   ![Vamos%20Fugir%20para%20a%20Floresta%20Capa%20para%20Facebook.png](attachment:Vamos%20Fugir%20para%20a%20Floresta%20Capa%20para%20Facebook.png)

In [None]:
# Import libraries
import pandas as pd
import seaborn as sns 
import matplotlib.pyplot as plt
%matplotlib inline
import pandasql as psql
sql=psql.sqldf
import numpy as np
sns.set_style("dark")
!pip install sidetable
import sidetable


# Data Import
df = pd.read_csv('../input/forest-fires-in-brazil/amazon.csv', encoding='latin1')
df.head(5)

**Context**

Forest fires are a serious problem for the preservation of the Tropical Forests. Understanding the frequency of forest fires in a time series can help to take action to prevent them. Brazil has the largest rainforest on the planet that is the Amazon rainforest. I'm personally affected by this because I'm Brazilian and I come from one of most touched areas by this fire (North)

**Content**

This dataset report of the number of forest fires in Brazil divided by states. The series comprises the period of approximately 10 years (1998 to 2017). The data were obtained from the official website of the Brazilian government.

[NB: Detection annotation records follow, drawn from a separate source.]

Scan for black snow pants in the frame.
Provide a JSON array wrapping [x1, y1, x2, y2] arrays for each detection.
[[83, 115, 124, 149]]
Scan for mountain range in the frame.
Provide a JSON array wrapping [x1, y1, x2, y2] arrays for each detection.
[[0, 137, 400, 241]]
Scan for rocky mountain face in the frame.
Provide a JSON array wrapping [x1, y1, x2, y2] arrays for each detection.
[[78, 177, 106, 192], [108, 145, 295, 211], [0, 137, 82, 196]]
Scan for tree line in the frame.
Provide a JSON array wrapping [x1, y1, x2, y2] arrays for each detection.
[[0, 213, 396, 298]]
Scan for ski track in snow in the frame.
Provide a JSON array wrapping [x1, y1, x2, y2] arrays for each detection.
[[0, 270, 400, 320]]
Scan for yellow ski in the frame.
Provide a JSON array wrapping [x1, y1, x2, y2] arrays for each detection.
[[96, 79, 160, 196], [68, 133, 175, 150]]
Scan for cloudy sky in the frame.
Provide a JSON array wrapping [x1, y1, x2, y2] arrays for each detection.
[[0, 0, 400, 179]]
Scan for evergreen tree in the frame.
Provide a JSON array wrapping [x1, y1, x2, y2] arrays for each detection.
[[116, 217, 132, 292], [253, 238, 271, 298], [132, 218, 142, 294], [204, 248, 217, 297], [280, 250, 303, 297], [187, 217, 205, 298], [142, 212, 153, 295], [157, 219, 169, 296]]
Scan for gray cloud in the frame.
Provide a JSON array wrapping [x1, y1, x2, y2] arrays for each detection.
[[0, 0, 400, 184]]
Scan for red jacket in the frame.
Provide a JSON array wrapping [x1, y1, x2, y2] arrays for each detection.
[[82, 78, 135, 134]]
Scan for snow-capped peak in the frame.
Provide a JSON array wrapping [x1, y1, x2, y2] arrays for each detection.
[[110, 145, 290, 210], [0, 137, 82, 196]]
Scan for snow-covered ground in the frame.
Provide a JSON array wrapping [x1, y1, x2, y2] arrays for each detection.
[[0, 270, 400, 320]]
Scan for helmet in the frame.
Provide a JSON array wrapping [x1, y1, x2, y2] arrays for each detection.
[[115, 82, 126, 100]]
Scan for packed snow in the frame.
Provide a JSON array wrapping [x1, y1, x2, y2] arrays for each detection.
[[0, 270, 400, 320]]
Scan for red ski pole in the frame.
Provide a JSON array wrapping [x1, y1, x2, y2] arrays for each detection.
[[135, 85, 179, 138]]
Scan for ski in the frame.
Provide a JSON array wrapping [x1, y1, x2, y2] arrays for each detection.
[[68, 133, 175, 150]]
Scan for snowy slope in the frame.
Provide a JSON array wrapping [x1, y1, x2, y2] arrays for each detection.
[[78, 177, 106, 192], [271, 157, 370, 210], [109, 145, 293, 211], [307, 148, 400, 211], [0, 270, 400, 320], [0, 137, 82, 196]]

http://dados.gov.br/dataset/sistema-nacional-de-informacoes-florestais-snif

# 1. Checking Data & Feature Eng

In [None]:
#Just renaming the number columns
df.rename(columns={'number':'number_fires'},inplace=True)

#Getting the columns into a list
colunas=df.columns.to_list()

#It was messing up my charts :D so I converted to string - but you should use pd.datetime for sure!
df['year']=df['year'].astype(str)

def missing_data(data):
    total = data.isnull().sum()
    percent = (data.isnull().sum()/data.isnull().count()*100)
    tt = pd.concat([total, percent], axis=1, keys=['Total', 'Percent'])
    types = []
    for col in data.columns:
        dtype = str(data[col].dtype)
        types.append(dtype)
    tt['Types'] = types
    return(np.transpose(tt))

missing=missing_data(df)


print(colunas)
print(missing)

No missing data!

In [None]:
#Mapping states by region 
df['state'].unique()

state_region={'Acre':'North', 'Alagoas':'Northeast', 'Amapa':'North', 'Amazonas':'North', 'Bahia':'Northeast', 'Ceara':'Northeast',
       'Distrito Federal':'Midwest', 'Espirito Santo':'Southeast', 'Goias':'Midwest', 'Maranhao':'Northeast',
       'Mato Grosso':'Midwest', 'Minas Gerais':'Southeast', 'Pará':'North', 'Paraiba':'Northeast', 'Pernambuco':'Northeast',
       'Piau':'Northeast', 'Rio':'Southeast', 'Rondonia':'North', 'Roraima':'North', 'Santa Catarina':'South',
       'Sao Paulo':'Southeast', 'Sergipe':'Northeast', 'Tocantins':'North'}
df['region']=df['state'].map(state_region)

#Ordering Months
month_order={'Janeiro':'01', 'Fevereiro':'02', 'Março':'03', 'Abril':'04', 'Maio':'05', 'Junho':'06', 'Julho':'07',
       'Agosto':'08', 'Setembro':'09', 'Outubro':'10', 'Novembro':'11', 'Dezembro':'12'}
df['month_order']=df['month'].map(month_order)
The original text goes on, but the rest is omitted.